Fig. 4.

A dominant-negative DNA-binding mutant of p53 counters the repression of Stathmin by HTLV-1 p30^II. (A) 293 HEK cells were cotransfected with 0.25 mg of pEGFP-N3-HTLV-1 p30^II-GFP in combination with increasing amounts (0.25 and 0.5 mg) of pCEP4 expression constructs for wildtype p53 or a dominant-negative DNA-binding mutant, p53-R175H (Hermeking et al., 1997), or a CβS empty vector control. The relative expression of Stathmin, p53, and HTLV-1 p30^II-GFP was detected by SDS-PAGE and immunoblotting.
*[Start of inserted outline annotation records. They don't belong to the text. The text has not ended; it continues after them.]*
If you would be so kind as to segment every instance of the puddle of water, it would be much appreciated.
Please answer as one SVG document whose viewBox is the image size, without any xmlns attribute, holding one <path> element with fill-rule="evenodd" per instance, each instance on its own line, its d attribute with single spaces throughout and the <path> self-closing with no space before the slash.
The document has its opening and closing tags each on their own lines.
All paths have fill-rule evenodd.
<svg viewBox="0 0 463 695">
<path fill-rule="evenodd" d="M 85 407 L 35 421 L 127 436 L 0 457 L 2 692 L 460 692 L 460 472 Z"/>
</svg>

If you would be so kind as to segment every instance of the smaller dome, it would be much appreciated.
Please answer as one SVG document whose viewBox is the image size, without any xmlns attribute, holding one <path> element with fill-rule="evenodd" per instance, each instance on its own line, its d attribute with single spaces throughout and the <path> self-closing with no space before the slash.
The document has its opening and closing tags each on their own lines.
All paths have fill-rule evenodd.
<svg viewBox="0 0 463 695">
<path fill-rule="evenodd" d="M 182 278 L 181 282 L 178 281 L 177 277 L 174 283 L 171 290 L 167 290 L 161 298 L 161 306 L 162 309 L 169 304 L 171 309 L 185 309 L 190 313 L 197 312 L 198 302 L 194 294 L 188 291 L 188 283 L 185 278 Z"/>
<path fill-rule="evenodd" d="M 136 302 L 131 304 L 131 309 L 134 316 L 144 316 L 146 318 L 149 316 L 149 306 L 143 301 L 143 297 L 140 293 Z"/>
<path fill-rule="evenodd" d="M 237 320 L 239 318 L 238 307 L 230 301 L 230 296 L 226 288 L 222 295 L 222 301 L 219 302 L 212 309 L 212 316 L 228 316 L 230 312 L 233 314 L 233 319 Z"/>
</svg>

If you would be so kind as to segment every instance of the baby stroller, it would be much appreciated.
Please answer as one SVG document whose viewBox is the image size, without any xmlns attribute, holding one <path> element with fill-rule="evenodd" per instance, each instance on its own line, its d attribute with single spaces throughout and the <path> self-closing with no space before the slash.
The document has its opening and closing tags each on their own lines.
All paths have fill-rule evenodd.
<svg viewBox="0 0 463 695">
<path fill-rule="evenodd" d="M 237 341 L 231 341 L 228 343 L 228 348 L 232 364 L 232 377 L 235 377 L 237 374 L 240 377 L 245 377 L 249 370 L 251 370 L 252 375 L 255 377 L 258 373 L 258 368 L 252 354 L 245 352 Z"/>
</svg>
The Actin protein levels are shown for comparison. (B) The relative expression of Stathmin and Actin in A was quantified by densitometry analysis. (C) 293 cells were cotransfected with 0.25 mg of an ESelectin promoter-luciferase reporter plasmid and various expression constructs for HTLV-1 Tax, p30^II-GFP, or the dominant-negative p53-R175H mutant, or CβS empty vector. Relative luciferase activities were measured and normalized for equivalent total cellular protein levels. UT, untransfected cells. All the data are representative of at least three independent experiments. The data in B and C represent the experimental mean ± standard deviation (error bars).